Because this is complicated: if I really do want to fuck him, and I really do, then I really do have to be more liquid than I am. In preparation for real physical contact, I have to be freed and insulated and warmed and fortified and these qualities only come to me, or indeed anyone else, when they’ve had a drink. Because I am experienced in drink, I can judge very accurately how much of it doing things to Robert would require.
But if I drink enough to ease out the actions I might want, then I may not remember what some of those actions were: in fact, it’s quite possible I won’t remember anything, and this time I would like to. I would like to be there and store every move in safe keeping and know about each one in detail tomorrow morning and thereafter. I would, to be truthful, prefer if this wasn’t fucking and was more like something else, something humane.
On the other hand, if I drink and he doesn’t then I will have started to travel and he will just stay where he is. I will leave him and be alone, drinking alone. There have even been occasions when this makes me silly and embarrassments take place. He wouldn’t like that. Nor would I.
“Hannah?”
“A Scotch and ginger beer.”
“A what?”
“Because when it tastes crap I won’t have any more. As you can’t join me . . .”
“I would like to, but—”
“You can’t.” I sound sulky. He pads towards the bar, apparently without having noticed.
I glance along the figures at the counter: a) five foot three and clinically depressive, b) five foot one and with a facial scar, c) Robert, d) perfectly normal and eating a pie while winking at a pair of ladies tucked up in the corner and staring at him, but making no other visible response. In light of the current competition, my companion for the evening looks highly promising.
Actually, Robert’s promise is—even as I study him—cramping between my kidneys and prickling, here and there, with a warm effect which precipitates swallowing and a careful maintenance of stillness, because if I move in this condition I will not be responsible and will want to change things: our angles, temperatures, levels of contentment, states of dress: although there is no chance of my succeeding
in any of this, because I am drinking on my own.
I couldn’t really take full account of him face on, close to—but, at this remove, he becomes less overwhelming, more accessible and easy to peruse: the aforementioned ruffling over his ears, the life in the movements of his back and that suggestion of his hips beneath his jacket (lousy grey jacket), the unloading and reloading of weight from foot to foot, the forces at work in the muscles from ankle to thigh, all closely reflected by his jeans. He should never wear thick jeans, never anything immobile and
There is no point to this—none at all. Why fix on his hands and interrogate and pry—what would be their strength, the fingers’ true circumference, how would they fit—making guesses until I taste salt when nothing will come of this?
“Here’s your poison.” Robert’s hand more three-dimensional than it should be when it sets down my glass full of fizzy, gingered whisky. “So . . . cheers.” And he waves his own bottle of water in my direction as he sits, as if I needed another reminder of his unalterable state.
“Cheers, yes.” And, by this time, I don’t want the drink: I need it, the whole deep lunge of it, rolling down.
“That looks good. You’re making me jealous.”
“I don’t mean to.” Not jealous enough. I haul away the last sip and fold my arms against the lack of anything to hold.

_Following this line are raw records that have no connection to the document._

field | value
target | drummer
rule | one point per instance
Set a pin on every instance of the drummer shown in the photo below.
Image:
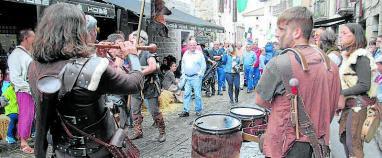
(319, 89)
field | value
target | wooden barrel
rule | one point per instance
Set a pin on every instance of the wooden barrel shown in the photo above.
(216, 135)
(4, 122)
(249, 116)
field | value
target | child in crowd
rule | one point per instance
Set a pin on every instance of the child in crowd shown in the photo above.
(9, 102)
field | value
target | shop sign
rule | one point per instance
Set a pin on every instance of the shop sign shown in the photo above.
(35, 2)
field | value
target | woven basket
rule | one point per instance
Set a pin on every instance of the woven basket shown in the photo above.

“Shall I get you another?” Nothing accusatory in the question, no more than a fond amusement, which is a good start—fond amusement can be built upon during an evening and grow towards great joint endeavours. If we both take a drink.
There is a mildly communicative silence and I realise Robert is waiting for an answer and for me to face him. I have changed and he is curious, checking to see why. I tilt my head towards him and have only the wrong kind of smile, I can sense it clamping across and mingling self-pity and a heavy effort to look cheerful with a tedious jag of passive-aggressive pique. There isn’t a thing I can do to halt it. I try to save my situation by working on my eyes, keeping them warm and amiable. Still, I notice that he has to flinch.